A VIDEO VIGILÂNCIA NO CENTRO HISTÓRICO DE GUIMARÃES

por CARLOS VASCONCELOS
Advogado

Alguns acontecimentos recentes e trágicos ocorridos no centro histórico de Guimarães e na colina sagrada relançaram a discussão sobre a instalação de videovigilância nos referidos locais.

A questão é delicada, pois contende com direitos fundamentais e de personalidade e com a segurança dos cidadãos e da comunidade. Por isso mesmo, não é adequado nem prudente fazer e promover a referida discussão a quente, com a carga emotiva associada a acontecimentos que nos perturbam e inquietam. A discussão dever ser ponderada e serena.

O debate público, em Guimarães, sobre a videovigilância remonta a 1997. Numa entrevista ao semanário Notícias de Guimarães, o então Presidente da Câmara Municipal, Dr. António Magalhães, lançou a ideia da instalação de videovigilância na Praça da Oliveira e na Praça de S. Tiago. O fundamento invocado era a necessidade de prevenir atentados ao património.

A ideia foi avançada sem qualquer debate prévio e o fundamento invocado – a prevenção de atentados ao património – não foi considerado justificado, face à inexistência de um fenómeno de atentados ao património nas duas referidas praças. A implementação da medida aparecia, assim, como desproporcionada, desadequada e injustificada. Tanto mais que o então edil nada defendia relativamente à colina sagrada, local em que se justificaria muito mais a preocupação de prevenção de atentados ao património.

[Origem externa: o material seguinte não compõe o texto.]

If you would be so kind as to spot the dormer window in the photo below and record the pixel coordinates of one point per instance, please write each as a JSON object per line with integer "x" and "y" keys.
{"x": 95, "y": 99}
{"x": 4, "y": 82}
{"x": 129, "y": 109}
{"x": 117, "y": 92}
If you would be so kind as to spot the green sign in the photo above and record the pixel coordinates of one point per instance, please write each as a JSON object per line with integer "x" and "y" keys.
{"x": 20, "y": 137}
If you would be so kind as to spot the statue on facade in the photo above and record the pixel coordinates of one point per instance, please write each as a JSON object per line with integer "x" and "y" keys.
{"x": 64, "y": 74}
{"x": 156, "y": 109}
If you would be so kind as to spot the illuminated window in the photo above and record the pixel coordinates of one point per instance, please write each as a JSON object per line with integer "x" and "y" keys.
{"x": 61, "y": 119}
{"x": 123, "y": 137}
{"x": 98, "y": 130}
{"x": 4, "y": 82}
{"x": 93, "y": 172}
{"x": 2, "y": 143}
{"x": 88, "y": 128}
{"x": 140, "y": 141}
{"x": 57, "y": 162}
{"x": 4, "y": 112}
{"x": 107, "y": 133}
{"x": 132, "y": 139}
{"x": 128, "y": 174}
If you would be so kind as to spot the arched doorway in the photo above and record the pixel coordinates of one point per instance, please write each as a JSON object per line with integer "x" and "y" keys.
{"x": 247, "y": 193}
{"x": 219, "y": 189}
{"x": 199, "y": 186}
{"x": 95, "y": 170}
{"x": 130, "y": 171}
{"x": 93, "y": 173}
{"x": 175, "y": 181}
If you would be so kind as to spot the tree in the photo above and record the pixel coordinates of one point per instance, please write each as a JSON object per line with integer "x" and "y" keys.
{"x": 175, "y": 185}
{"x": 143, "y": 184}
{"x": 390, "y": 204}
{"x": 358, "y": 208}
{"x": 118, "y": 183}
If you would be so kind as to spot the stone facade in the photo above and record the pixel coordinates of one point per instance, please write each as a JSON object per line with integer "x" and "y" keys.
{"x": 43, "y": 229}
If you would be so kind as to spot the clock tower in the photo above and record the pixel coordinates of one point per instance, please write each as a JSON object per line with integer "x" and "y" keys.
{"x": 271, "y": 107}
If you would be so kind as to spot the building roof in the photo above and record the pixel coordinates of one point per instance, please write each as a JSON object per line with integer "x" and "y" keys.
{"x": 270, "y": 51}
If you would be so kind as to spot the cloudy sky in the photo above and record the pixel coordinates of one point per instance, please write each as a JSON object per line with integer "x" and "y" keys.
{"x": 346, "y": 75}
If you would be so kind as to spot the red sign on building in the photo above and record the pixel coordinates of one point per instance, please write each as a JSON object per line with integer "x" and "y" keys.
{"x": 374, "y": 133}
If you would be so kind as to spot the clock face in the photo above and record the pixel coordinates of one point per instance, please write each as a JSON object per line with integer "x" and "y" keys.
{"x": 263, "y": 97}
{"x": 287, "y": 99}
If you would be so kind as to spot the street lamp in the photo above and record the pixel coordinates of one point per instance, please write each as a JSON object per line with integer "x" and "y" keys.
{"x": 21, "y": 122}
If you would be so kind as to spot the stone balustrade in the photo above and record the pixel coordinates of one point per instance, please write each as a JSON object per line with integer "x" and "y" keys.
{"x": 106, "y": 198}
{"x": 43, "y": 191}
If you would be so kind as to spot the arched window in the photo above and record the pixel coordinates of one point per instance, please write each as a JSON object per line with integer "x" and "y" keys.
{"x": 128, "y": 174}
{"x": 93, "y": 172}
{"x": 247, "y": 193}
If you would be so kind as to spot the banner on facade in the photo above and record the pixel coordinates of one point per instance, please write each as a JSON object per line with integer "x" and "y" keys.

De facto, as duas referidas praças estão, naturalmente, protegidas pelos cidadãos que lhes dão vida, enquanto moradores, enquanto trabalhadores, enquanto frequentadores de estabelecimentos de comércio e de serviços.

Também por isso, a defesa da medida motivou uma enérgica reação de cidadania. Na ocasião, circulou um abaixo-assinado, com um texto contra a medida, que recolheu centenas de assinaturas e que, entre tantos outros, recolheu as assinaturas que iam desde Ana Amélia Guimarães a Joaquim Cosme, passando por Hélder Rocha, Joaquim Santos Simões, Alves Pinto, para referir apenas alguns.

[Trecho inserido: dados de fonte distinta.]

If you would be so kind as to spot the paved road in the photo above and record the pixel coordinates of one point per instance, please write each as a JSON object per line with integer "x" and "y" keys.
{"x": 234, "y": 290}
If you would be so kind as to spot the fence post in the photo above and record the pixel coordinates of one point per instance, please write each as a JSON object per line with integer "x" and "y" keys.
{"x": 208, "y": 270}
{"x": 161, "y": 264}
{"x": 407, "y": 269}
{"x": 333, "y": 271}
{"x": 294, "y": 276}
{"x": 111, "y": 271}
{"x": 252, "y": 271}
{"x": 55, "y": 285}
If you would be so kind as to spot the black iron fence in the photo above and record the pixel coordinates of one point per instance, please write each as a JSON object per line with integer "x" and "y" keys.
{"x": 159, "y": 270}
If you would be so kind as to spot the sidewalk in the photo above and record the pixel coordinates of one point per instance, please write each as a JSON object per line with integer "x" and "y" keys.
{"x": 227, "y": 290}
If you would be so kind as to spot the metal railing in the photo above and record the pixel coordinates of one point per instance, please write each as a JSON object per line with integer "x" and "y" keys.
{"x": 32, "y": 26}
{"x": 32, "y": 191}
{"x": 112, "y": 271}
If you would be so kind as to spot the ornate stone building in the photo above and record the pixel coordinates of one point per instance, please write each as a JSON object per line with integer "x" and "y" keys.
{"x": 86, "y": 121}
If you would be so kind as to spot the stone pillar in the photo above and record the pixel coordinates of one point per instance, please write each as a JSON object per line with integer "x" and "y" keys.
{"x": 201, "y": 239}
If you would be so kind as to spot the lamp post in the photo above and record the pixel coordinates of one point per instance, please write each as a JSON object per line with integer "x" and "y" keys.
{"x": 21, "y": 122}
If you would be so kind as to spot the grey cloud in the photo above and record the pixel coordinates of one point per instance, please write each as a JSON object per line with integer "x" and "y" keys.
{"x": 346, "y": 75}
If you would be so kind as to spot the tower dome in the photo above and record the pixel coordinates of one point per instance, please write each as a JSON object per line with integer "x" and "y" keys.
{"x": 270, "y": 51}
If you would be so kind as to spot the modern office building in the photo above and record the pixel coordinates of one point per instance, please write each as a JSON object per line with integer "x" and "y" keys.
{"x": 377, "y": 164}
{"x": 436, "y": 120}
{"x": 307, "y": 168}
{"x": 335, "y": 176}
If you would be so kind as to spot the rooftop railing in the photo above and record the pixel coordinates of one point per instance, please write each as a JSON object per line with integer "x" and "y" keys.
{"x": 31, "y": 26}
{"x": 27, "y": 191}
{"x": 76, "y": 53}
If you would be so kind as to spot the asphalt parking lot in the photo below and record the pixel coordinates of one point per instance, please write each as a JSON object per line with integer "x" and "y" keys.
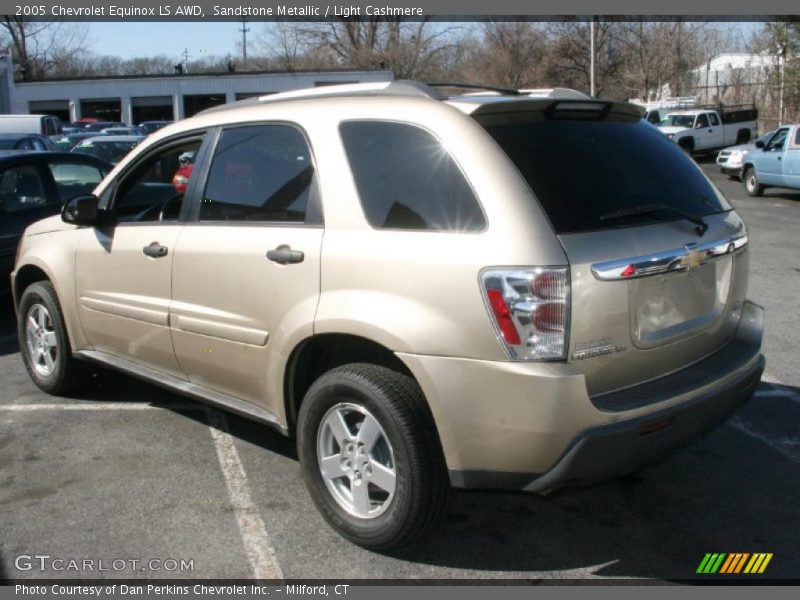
{"x": 130, "y": 472}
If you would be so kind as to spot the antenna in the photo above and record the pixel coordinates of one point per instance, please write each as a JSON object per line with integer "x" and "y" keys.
{"x": 244, "y": 31}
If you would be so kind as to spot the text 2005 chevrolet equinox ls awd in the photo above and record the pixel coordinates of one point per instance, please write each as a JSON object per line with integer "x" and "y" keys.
{"x": 484, "y": 291}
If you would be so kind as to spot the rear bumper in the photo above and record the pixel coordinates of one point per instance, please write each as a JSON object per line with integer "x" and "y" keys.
{"x": 533, "y": 427}
{"x": 730, "y": 170}
{"x": 612, "y": 450}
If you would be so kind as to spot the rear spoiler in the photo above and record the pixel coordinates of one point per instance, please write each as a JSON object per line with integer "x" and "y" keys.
{"x": 579, "y": 109}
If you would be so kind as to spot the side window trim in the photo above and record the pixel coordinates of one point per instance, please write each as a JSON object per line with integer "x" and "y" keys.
{"x": 314, "y": 208}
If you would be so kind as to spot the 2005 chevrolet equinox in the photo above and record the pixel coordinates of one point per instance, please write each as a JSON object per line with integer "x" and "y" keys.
{"x": 482, "y": 291}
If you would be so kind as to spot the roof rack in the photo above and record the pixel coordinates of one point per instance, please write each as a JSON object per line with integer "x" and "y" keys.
{"x": 475, "y": 86}
{"x": 398, "y": 87}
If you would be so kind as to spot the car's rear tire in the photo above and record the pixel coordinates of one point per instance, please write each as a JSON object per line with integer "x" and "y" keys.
{"x": 371, "y": 457}
{"x": 751, "y": 184}
{"x": 44, "y": 343}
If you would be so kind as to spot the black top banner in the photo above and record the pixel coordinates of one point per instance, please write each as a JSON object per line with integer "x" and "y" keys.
{"x": 217, "y": 10}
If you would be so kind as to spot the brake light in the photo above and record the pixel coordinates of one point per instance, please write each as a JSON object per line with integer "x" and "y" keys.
{"x": 503, "y": 316}
{"x": 530, "y": 310}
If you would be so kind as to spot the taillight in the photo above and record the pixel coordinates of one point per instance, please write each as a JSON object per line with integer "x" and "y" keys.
{"x": 19, "y": 250}
{"x": 530, "y": 310}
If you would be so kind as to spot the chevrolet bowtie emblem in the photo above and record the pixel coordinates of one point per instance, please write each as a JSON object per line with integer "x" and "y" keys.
{"x": 692, "y": 259}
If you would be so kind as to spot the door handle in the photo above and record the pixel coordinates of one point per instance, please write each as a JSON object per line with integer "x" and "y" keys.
{"x": 284, "y": 255}
{"x": 155, "y": 250}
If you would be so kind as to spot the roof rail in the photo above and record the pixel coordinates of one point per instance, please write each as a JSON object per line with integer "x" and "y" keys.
{"x": 474, "y": 86}
{"x": 399, "y": 87}
{"x": 554, "y": 93}
{"x": 385, "y": 88}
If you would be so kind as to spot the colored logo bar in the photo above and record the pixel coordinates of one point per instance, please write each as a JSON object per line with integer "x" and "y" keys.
{"x": 734, "y": 563}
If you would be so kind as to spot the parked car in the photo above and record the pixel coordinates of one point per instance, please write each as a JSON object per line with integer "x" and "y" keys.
{"x": 774, "y": 163}
{"x": 731, "y": 159}
{"x": 110, "y": 148}
{"x": 98, "y": 126}
{"x": 703, "y": 130}
{"x": 152, "y": 126}
{"x": 34, "y": 185}
{"x": 25, "y": 141}
{"x": 46, "y": 125}
{"x": 67, "y": 142}
{"x": 124, "y": 131}
{"x": 419, "y": 289}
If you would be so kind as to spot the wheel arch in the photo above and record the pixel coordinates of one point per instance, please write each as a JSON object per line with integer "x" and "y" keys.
{"x": 321, "y": 352}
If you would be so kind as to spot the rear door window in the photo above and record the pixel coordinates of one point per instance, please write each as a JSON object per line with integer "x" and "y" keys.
{"x": 407, "y": 180}
{"x": 583, "y": 170}
{"x": 22, "y": 189}
{"x": 259, "y": 173}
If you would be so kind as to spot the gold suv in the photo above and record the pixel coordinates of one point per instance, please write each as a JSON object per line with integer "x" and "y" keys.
{"x": 482, "y": 291}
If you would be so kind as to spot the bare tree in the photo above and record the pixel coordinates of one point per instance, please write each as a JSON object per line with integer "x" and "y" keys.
{"x": 569, "y": 56}
{"x": 509, "y": 54}
{"x": 43, "y": 48}
{"x": 411, "y": 49}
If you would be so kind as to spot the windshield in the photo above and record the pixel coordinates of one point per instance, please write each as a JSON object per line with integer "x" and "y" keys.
{"x": 583, "y": 170}
{"x": 677, "y": 121}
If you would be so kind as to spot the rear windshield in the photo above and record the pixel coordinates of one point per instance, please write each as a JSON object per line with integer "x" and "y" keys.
{"x": 582, "y": 171}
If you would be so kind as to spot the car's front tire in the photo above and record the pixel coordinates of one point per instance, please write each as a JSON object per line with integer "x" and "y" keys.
{"x": 44, "y": 343}
{"x": 371, "y": 457}
{"x": 751, "y": 184}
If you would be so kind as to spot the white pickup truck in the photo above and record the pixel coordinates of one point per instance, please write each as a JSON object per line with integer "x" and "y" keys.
{"x": 705, "y": 130}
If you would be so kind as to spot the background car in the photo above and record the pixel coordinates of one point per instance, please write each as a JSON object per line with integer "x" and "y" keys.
{"x": 98, "y": 126}
{"x": 124, "y": 131}
{"x": 731, "y": 159}
{"x": 110, "y": 148}
{"x": 152, "y": 126}
{"x": 25, "y": 141}
{"x": 34, "y": 185}
{"x": 65, "y": 143}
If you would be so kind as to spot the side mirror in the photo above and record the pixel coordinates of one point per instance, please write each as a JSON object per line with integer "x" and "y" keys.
{"x": 81, "y": 210}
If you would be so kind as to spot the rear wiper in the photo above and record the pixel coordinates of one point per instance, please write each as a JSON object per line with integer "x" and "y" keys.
{"x": 648, "y": 209}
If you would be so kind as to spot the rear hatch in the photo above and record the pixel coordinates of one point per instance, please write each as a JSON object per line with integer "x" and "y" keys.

Na ocasião, desempenhei um papel na elaboração do documento e na recolha de assinaturas. O argumento decisivo era o de que a implementação deste tipo de medidas só deveria ter lugar se se demonstrasse a sua efetiva necessidade e a inexistência de alternativas eficazes e menos lesivas dos direitos fundamentais e de personalidade dos cidadãos.

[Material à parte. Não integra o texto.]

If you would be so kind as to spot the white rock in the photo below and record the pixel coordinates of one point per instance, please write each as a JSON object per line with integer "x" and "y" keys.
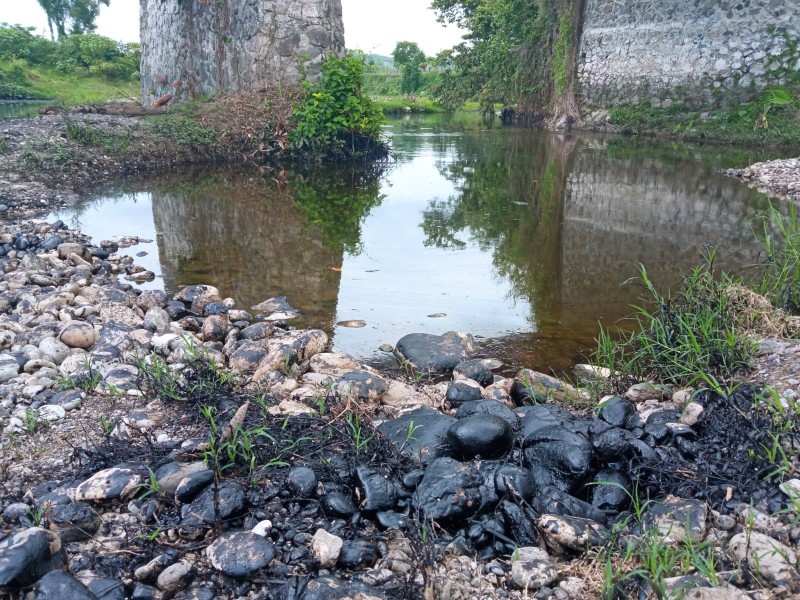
{"x": 326, "y": 547}
{"x": 52, "y": 412}
{"x": 531, "y": 568}
{"x": 263, "y": 528}
{"x": 769, "y": 558}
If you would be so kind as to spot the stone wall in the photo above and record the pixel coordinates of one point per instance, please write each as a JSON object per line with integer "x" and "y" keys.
{"x": 193, "y": 47}
{"x": 701, "y": 52}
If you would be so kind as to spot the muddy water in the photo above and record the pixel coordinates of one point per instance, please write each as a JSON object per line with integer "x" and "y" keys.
{"x": 524, "y": 238}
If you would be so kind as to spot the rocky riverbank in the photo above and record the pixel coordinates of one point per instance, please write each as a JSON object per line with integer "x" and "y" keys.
{"x": 182, "y": 447}
{"x": 780, "y": 178}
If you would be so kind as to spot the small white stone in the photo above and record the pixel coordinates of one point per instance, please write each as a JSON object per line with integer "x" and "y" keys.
{"x": 52, "y": 412}
{"x": 326, "y": 547}
{"x": 263, "y": 528}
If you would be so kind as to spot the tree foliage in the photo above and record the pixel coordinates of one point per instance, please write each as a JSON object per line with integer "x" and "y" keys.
{"x": 71, "y": 16}
{"x": 517, "y": 53}
{"x": 335, "y": 116}
{"x": 411, "y": 59}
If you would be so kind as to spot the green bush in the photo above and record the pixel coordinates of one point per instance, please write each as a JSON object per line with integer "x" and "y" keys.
{"x": 335, "y": 117}
{"x": 19, "y": 43}
{"x": 93, "y": 54}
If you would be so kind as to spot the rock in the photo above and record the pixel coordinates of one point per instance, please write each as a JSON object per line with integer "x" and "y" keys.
{"x": 770, "y": 559}
{"x": 362, "y": 385}
{"x": 421, "y": 434}
{"x": 588, "y": 374}
{"x": 572, "y": 533}
{"x": 609, "y": 490}
{"x": 672, "y": 515}
{"x": 357, "y": 553}
{"x": 333, "y": 363}
{"x": 106, "y": 588}
{"x": 27, "y": 555}
{"x": 532, "y": 387}
{"x": 246, "y": 358}
{"x": 642, "y": 392}
{"x": 338, "y": 505}
{"x": 170, "y": 475}
{"x": 156, "y": 319}
{"x": 240, "y": 553}
{"x": 378, "y": 492}
{"x": 54, "y": 350}
{"x": 302, "y": 481}
{"x": 450, "y": 491}
{"x": 326, "y": 548}
{"x": 616, "y": 411}
{"x": 116, "y": 483}
{"x": 531, "y": 569}
{"x": 474, "y": 370}
{"x": 514, "y": 481}
{"x": 486, "y": 436}
{"x": 51, "y": 412}
{"x": 215, "y": 328}
{"x": 488, "y": 407}
{"x": 436, "y": 353}
{"x": 177, "y": 577}
{"x": 200, "y": 512}
{"x": 558, "y": 455}
{"x": 78, "y": 335}
{"x": 551, "y": 500}
{"x": 60, "y": 585}
{"x": 263, "y": 528}
{"x": 73, "y": 522}
{"x": 460, "y": 392}
{"x": 257, "y": 331}
{"x": 193, "y": 484}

Essa demonstração não foi feita em 1997, até porque o debate se centrou nas duas referidas praças. Hoje, tal demonstração também não está feita, pelo que, no essencial, continuo a defender o que defendia nessa altura.

O número de assinaturas recolhidas, a sua abrangência e a circunstância de o ano de 1997 ter sido ano de eleições autárquicas motivaram a necessidade sentida pelo Presidente da Câmara Municipal de então de encontrar uma saída airosa – a constituição de uma comissão de trabalho, presidida pela arquiteta Alexandra Gesta e integrada por um conjunto de cidadãos, que tinha como tarefa refletir sobre as vantagens e desvantagens da referida medida. Cerca de 20 anos depois, não se conhecem – eu pelo menos não conheço – qualquer reflexão ou qualquer documento.

Se se quiser agora seriamente trabalhar sobre o tema, será bom, quanto mais não seja por respeito pela memória dos factos, começar por perguntar que trabalho fez a aludida comissão.